The Roads and Highways Department is finally laying drainage line along a one-kilometre stretch of Ashulia-DEPZ highway and giving temporary fixes to the edges of the road, inset, yesterday ahead of the Eid rush. The pothole-riddled road creates day-long traffic jams. Photo: Palash Khan
The Roads and Highways Department sat and watched for two months as heavy traffic moved through stagnant water on a kilometre stretch of Ashulia-DEPZ highway ruining the road surface.
And now, they have started filling up the giant potholes with sand and brick chunks for a temporary fix ahead of the Eid rush.
Several RHD workers have recently dug some small drains beside the affected 1-km stretch -- from Jamgora to Baipal -- so that the stagnant water could flow into canals.
But still, these efforts are of hardly any use as the vehicles still get stuck in gridlocks for hours, creating immense public suffering and financial losses.
A proper response from the authorities at the right time could easily have avoided the situation, said officials of the RHD.
The 21-kilometre stretch, which includes the DPEZ, was repaired in March last year spending Tk 7 crore.
But the particular 1-km stretch developed numerous potholes with the start of the monsoon in late May.
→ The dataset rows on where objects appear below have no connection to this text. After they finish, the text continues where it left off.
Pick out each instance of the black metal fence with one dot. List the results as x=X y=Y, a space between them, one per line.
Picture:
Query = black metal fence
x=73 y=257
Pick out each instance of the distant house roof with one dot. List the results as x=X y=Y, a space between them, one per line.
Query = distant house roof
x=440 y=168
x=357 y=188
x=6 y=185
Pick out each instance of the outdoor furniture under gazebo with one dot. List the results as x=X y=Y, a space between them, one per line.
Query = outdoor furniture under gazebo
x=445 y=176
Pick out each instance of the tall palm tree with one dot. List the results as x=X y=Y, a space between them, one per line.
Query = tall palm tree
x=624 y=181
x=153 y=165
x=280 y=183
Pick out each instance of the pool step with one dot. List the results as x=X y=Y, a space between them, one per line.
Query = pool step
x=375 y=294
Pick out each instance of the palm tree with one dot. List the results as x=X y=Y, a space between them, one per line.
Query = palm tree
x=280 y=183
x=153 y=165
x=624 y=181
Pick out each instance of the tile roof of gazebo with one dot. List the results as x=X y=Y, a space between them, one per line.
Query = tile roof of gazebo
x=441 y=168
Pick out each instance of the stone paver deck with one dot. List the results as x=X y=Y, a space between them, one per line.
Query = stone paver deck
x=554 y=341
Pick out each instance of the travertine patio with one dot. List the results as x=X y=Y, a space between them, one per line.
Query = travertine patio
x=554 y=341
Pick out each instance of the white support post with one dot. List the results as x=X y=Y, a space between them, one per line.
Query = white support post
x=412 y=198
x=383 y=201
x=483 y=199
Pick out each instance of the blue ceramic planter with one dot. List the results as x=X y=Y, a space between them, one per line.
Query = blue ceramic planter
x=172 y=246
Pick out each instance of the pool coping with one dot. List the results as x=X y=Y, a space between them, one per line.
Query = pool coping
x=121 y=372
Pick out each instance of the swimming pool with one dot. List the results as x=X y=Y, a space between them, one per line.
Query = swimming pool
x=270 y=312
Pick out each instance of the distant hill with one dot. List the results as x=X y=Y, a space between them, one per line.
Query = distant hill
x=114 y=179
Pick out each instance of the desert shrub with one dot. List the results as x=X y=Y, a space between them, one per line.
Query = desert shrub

Poor drainage system led to road damage and eventually traffic chaos on regular basis.
The RHD finally started emergency repair work this Friday.
While visiting the repair works at the highway the same day, Communications Minister Obaidul Quader temporarily dismissed Ashan Ullah, an RHD executive engineer, for his negligence in duty and appointed Manikganj executive engineer Sabuj Uddin Ahmed for the job.
Sabuj blamed Ashan's lack of work experience and carelessness for the current tattered condition of the highway.
The emergency repair of the roads would be completed within a few days and ahead of the Eid, said Sabuj.
Meanwhile, several businessmen claimed they were facing financial losses due to the battered condition of the highway.
The pothole- riddled road creates day-long traffic jams. Photo: Palash Khan
“We incurred a loss of Tk 3 lakh in the last two months as we could not deliver our shipments to Chittagong port on time due to the poor condition of the roads,” said Akhtarul Haque, general manager of a local garment factory named Aristocrat Sweater and Dying Industries Ltd.
It now takes 30 minutes for what used to be a 5-minute drive, he added.
Md Razu Sarkar, driver of a bus operating on the Abdullahpur-Nabinagar route, said his company, Sikdar Enterprise, had spent Tk 21,000 for repairing the bus, which was badly damaged after hitting potholes last month.